What do you do when patients complain that their orthotic devices are too rigid?

A:

Dr. Spector explains to patients that prescription orthotics are corrective braces designed to maintain long-term correction and prevent recurrence of symptoms once the acute pain has resolved. Usually, if the orthotics are not comfortable, he explains that the acute pain has not adequately resolved and needs additional treatment such as physical therapy, injections or nonsteroidal anti-inflammatory drugs before the orthoses will work. Dr. Spector will modify rigid orthotics or substitute more accommodative devices only after he is confident that the acute pain is under control.

   As Dr. Levine notes, the most important thing is to listen to the patient and then figure out why the device is too rigid. Is it a foot with a restricted range of motion that needs more shock absorption? Is it related to shoe selection?
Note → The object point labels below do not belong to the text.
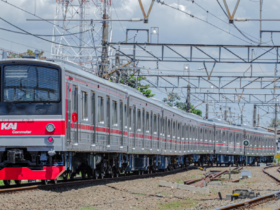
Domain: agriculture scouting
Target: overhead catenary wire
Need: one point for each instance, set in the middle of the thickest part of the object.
(40, 18)
(162, 3)
(43, 38)
(243, 33)
(18, 32)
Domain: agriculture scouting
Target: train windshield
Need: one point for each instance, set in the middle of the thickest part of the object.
(30, 90)
(30, 84)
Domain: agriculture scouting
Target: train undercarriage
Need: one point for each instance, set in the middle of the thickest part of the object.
(20, 164)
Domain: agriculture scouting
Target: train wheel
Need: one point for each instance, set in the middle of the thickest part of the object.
(83, 174)
(45, 182)
(18, 182)
(7, 182)
(72, 176)
(102, 176)
(96, 175)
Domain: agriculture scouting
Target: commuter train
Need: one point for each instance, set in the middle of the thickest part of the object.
(59, 120)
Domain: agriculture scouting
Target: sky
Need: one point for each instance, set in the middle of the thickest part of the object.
(174, 27)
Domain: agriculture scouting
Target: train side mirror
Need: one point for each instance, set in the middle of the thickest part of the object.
(74, 117)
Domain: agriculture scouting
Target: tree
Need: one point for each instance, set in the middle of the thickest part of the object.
(174, 100)
(27, 53)
(144, 89)
(272, 123)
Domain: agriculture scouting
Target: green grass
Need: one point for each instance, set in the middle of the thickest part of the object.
(178, 205)
(179, 181)
(88, 208)
(143, 194)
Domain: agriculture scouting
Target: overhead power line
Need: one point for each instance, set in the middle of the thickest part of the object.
(17, 32)
(43, 38)
(161, 2)
(41, 19)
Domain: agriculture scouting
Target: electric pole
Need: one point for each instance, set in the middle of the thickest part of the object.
(188, 98)
(104, 59)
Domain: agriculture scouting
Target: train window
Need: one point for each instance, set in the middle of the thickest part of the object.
(174, 129)
(179, 131)
(25, 83)
(143, 119)
(168, 128)
(147, 121)
(162, 126)
(121, 115)
(155, 126)
(93, 108)
(84, 106)
(125, 116)
(139, 119)
(115, 113)
(108, 111)
(134, 118)
(129, 117)
(75, 101)
(159, 124)
(100, 109)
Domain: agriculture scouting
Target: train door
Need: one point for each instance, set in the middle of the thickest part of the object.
(224, 143)
(121, 124)
(115, 132)
(184, 138)
(237, 144)
(187, 139)
(160, 131)
(125, 125)
(147, 131)
(68, 113)
(100, 126)
(85, 130)
(195, 138)
(75, 116)
(139, 130)
(230, 143)
(93, 118)
(155, 131)
(210, 142)
(218, 141)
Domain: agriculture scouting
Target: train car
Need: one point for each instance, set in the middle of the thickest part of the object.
(57, 119)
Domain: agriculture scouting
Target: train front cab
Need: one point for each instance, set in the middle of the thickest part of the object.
(32, 122)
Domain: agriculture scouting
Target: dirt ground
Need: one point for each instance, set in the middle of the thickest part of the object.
(139, 194)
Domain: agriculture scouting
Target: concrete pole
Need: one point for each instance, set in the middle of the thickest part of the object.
(81, 28)
(255, 116)
(261, 21)
(225, 117)
(188, 98)
(207, 112)
(105, 32)
(275, 127)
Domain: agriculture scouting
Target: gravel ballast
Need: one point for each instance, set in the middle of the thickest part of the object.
(139, 194)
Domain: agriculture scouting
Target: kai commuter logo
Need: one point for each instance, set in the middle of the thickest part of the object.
(8, 126)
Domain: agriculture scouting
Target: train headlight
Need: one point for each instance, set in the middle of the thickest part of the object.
(50, 127)
(50, 139)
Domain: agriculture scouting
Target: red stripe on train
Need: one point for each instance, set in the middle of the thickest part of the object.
(15, 128)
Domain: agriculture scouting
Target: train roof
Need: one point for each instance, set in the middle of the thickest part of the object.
(87, 73)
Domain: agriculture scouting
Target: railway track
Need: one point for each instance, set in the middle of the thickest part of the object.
(62, 183)
(248, 204)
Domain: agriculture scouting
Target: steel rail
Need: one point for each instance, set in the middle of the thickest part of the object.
(62, 183)
(255, 201)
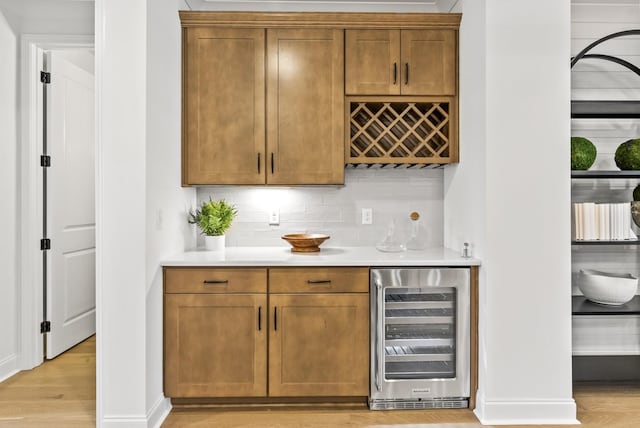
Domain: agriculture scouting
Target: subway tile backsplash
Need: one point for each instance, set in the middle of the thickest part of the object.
(337, 210)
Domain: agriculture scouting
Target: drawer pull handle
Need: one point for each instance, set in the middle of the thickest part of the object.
(275, 318)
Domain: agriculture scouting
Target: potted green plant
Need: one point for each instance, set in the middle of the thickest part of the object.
(214, 218)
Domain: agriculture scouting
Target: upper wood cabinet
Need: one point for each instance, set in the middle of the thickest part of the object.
(224, 86)
(401, 62)
(223, 118)
(305, 101)
(264, 94)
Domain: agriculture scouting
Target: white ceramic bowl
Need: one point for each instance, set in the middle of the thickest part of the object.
(607, 288)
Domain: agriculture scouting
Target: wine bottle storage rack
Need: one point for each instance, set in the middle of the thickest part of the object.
(401, 132)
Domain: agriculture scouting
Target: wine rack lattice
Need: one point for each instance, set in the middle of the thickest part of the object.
(400, 132)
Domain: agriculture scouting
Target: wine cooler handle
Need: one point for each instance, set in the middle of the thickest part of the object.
(378, 324)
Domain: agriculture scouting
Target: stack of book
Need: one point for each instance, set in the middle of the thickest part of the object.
(604, 222)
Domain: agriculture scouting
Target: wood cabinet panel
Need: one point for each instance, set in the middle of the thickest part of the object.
(319, 280)
(223, 106)
(372, 62)
(319, 345)
(305, 98)
(421, 62)
(428, 62)
(215, 345)
(215, 280)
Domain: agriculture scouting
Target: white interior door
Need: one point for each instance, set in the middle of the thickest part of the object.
(70, 199)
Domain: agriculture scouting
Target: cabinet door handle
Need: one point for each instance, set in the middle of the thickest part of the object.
(259, 318)
(275, 318)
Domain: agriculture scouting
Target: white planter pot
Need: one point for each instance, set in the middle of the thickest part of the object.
(214, 243)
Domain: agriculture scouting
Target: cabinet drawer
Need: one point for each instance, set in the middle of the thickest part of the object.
(313, 280)
(215, 280)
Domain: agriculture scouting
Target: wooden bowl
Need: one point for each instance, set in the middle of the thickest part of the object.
(305, 242)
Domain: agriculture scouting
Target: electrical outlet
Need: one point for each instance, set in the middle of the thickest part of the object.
(274, 217)
(367, 216)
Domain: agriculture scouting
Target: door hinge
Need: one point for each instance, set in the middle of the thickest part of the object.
(45, 244)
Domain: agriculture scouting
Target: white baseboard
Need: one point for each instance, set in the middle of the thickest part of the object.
(124, 421)
(158, 412)
(541, 412)
(153, 419)
(8, 367)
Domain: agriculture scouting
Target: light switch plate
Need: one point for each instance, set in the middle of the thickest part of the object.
(367, 216)
(274, 217)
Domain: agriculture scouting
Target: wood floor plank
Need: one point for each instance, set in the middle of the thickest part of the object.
(61, 393)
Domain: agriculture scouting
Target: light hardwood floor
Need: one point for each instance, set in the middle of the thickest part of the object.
(61, 393)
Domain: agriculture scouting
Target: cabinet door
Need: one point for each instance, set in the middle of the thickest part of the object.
(428, 62)
(319, 345)
(305, 104)
(223, 106)
(215, 345)
(372, 62)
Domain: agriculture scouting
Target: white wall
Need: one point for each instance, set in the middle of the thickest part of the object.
(121, 90)
(8, 194)
(337, 210)
(49, 16)
(167, 203)
(525, 308)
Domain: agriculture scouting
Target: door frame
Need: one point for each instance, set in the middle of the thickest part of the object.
(30, 343)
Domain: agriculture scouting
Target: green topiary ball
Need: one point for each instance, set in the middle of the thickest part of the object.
(628, 155)
(583, 153)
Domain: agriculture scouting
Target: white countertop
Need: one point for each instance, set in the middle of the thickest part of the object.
(328, 256)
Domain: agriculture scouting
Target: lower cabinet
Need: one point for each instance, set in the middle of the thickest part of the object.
(319, 345)
(215, 345)
(222, 331)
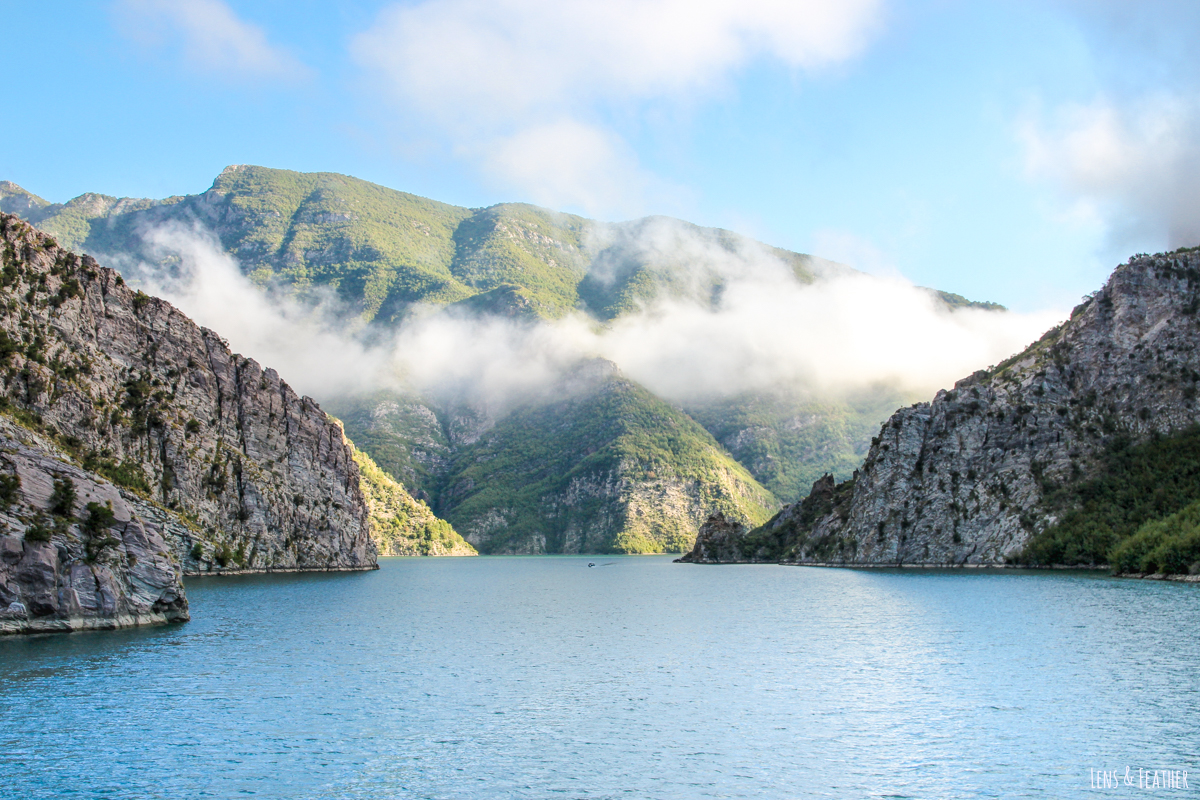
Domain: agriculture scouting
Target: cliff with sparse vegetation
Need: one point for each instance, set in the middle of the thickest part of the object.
(1080, 451)
(400, 524)
(251, 475)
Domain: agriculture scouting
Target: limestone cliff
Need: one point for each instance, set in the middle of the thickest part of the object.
(965, 479)
(401, 524)
(256, 476)
(77, 553)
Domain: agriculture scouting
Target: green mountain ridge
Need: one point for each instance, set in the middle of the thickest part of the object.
(385, 252)
(600, 467)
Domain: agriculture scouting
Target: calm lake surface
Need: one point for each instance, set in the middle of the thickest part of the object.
(639, 678)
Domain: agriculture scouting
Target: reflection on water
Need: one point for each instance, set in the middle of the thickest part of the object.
(540, 678)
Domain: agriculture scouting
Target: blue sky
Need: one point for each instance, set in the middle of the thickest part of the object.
(1009, 151)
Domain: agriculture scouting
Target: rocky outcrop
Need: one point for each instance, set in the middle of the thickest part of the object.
(718, 542)
(401, 524)
(252, 475)
(963, 480)
(77, 553)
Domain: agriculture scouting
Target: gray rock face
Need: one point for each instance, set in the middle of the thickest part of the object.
(66, 569)
(240, 471)
(960, 480)
(718, 542)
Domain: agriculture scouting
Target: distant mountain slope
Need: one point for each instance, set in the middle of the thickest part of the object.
(1056, 455)
(789, 438)
(598, 464)
(247, 474)
(383, 250)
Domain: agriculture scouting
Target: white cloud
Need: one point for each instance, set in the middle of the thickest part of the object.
(211, 36)
(843, 332)
(497, 76)
(1134, 166)
(569, 163)
(309, 348)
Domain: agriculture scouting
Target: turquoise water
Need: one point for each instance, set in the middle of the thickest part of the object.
(640, 678)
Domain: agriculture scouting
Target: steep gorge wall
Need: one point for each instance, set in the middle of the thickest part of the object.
(259, 477)
(964, 480)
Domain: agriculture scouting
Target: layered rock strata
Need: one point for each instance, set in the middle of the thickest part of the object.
(75, 551)
(252, 476)
(963, 480)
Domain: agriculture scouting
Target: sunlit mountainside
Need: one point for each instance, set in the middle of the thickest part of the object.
(611, 446)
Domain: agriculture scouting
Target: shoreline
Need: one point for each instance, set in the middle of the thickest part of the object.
(269, 570)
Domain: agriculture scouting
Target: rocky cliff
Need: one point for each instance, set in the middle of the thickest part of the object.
(76, 552)
(256, 476)
(593, 464)
(971, 476)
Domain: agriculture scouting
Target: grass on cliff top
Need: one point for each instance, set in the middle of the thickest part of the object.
(1134, 485)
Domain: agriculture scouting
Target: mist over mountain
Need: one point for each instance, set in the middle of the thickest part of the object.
(379, 302)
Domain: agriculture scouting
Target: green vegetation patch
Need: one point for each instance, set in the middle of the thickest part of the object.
(1168, 546)
(1134, 485)
(606, 464)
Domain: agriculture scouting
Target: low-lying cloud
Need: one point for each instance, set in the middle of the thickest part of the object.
(767, 330)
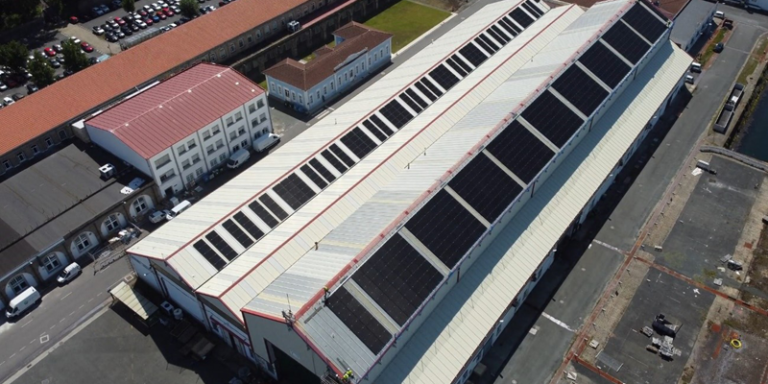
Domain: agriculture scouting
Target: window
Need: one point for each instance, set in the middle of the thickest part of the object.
(18, 284)
(112, 222)
(140, 204)
(51, 262)
(82, 242)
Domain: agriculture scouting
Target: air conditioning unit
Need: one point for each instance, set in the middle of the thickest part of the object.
(107, 171)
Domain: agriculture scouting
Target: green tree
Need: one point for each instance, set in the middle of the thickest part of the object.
(41, 70)
(188, 8)
(129, 5)
(14, 55)
(74, 58)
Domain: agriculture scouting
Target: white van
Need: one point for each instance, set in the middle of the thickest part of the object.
(238, 158)
(175, 211)
(22, 302)
(69, 273)
(265, 142)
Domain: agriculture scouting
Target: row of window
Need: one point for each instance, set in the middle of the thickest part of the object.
(22, 157)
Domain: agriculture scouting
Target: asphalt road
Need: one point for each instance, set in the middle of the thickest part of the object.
(525, 358)
(61, 310)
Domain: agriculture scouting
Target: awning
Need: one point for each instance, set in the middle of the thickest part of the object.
(133, 300)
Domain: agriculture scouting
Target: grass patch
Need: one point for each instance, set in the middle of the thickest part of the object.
(406, 21)
(710, 48)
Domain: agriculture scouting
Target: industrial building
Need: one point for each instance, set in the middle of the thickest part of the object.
(184, 127)
(392, 241)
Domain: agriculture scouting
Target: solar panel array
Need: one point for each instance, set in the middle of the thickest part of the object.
(340, 156)
(456, 216)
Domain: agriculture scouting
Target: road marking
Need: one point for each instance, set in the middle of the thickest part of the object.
(558, 322)
(611, 247)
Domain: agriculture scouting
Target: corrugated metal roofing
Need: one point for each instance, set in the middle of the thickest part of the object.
(160, 117)
(448, 338)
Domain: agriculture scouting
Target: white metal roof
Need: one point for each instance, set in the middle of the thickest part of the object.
(448, 338)
(172, 242)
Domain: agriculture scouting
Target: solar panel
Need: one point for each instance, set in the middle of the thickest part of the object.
(396, 114)
(498, 34)
(645, 22)
(358, 320)
(580, 90)
(358, 142)
(248, 225)
(521, 17)
(313, 176)
(463, 64)
(273, 207)
(474, 55)
(552, 118)
(408, 101)
(342, 155)
(381, 135)
(484, 45)
(221, 245)
(397, 278)
(418, 99)
(262, 213)
(446, 228)
(334, 161)
(456, 67)
(512, 28)
(604, 64)
(209, 254)
(237, 233)
(294, 191)
(444, 77)
(484, 186)
(520, 151)
(432, 87)
(431, 96)
(319, 167)
(626, 42)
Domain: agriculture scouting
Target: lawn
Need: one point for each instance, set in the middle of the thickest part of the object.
(406, 21)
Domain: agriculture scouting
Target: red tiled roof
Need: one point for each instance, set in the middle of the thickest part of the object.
(174, 109)
(306, 76)
(73, 96)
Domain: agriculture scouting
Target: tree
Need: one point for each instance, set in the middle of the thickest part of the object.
(41, 70)
(14, 55)
(188, 8)
(129, 5)
(74, 58)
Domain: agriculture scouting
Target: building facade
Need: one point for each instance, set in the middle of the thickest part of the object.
(359, 51)
(176, 134)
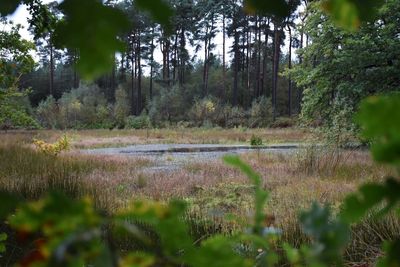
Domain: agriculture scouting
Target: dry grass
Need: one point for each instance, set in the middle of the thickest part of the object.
(213, 189)
(116, 138)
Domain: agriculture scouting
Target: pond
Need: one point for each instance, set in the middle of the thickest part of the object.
(171, 157)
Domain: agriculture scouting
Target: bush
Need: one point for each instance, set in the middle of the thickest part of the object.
(13, 114)
(236, 116)
(167, 107)
(204, 111)
(256, 141)
(47, 113)
(283, 122)
(121, 107)
(84, 107)
(261, 112)
(138, 122)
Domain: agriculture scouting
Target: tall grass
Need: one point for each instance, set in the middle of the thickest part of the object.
(212, 189)
(31, 174)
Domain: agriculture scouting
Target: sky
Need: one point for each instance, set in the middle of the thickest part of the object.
(21, 16)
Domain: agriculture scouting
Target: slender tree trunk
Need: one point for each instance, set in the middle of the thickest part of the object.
(181, 56)
(76, 77)
(151, 64)
(236, 69)
(133, 75)
(248, 48)
(175, 55)
(290, 67)
(113, 81)
(223, 57)
(276, 68)
(51, 82)
(139, 82)
(264, 71)
(205, 63)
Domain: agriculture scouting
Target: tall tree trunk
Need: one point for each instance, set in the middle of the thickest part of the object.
(205, 63)
(76, 77)
(113, 81)
(265, 57)
(223, 57)
(290, 67)
(175, 55)
(248, 48)
(139, 77)
(151, 64)
(236, 69)
(51, 81)
(181, 57)
(276, 68)
(133, 75)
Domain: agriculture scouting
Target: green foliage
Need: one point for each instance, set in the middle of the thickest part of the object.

He says focusing on only one type of device without analyzing the patient’s needs can lead to a complaint of a rigid device. Dr. Levine likens this to performing an Austin on every bunion — some will fail but some will do great. He stresses the importance of picking the right material for each patient and adds that having his own lab enables him to work with patients more liberally if a remake is necessary.

   If patients have followed all of Dr. Mirkin’s break-in instructions and still complain that the devices are too rigid, he remakes the orthoses as more flexible devices at his own cost.